July 8: Today, I woke up, got ready and went to the dojang a little early. I’ve started changing my style from the traditional peaceful play found frequently in the States to the somewhat reckless fighting style of the Koreans. I think it’s the best way to improve because it forces you to read further. I have also found that life and death problems are a huge part of Korean go because they come up so often in their games. Today I memorized a pro game on the recommendation of the headmaster. He says it’s not enough to go over a pro game; you have to memorize it in order to get a solid feel of the best move on intuition. I find pro games to be much more helpful now because when you memorize them you understand why professionals make each of their moves. It’s easy to gain two stones in strength by putting a purpose in each stone you play. Oh it’s a good night because I won all my games today!

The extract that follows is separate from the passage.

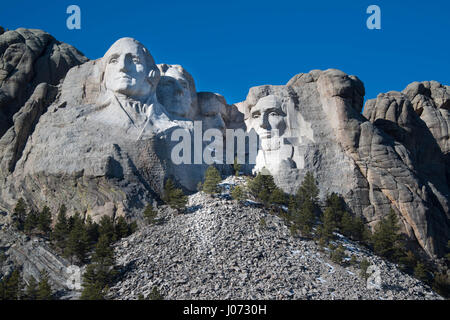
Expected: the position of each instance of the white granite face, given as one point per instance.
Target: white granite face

Photo (right): Dinner at the dormitory
July 9: Today is Saturday, which is kind of like a break day at the dojang. Everyone participates in a team tournament. On my team was Yu Minh and Masakito, a 7 year-old student from Japan. Both of them are 9d and aspiring professionals. I felt out of place and was given handicaps against the other players. I played a 9d insei with 6 stones and won. The next game I played with another 9d insei with 6 stones and won again. Our team won the tournament, but I knew I didn’t deserve to win because they were much stronger than me.
photo (left): Win some, lose some
Sixteen-year-old Van Tran spent two weeks in South Korea at the Lee Sedol Baduk Academy earlier this year and sent the E-Journal his report, which is appearing in the EJ this month. The high school junior lives in the Houston suburb of Spring, Texas, has been playing for two and a half years and is “about 3 dan.”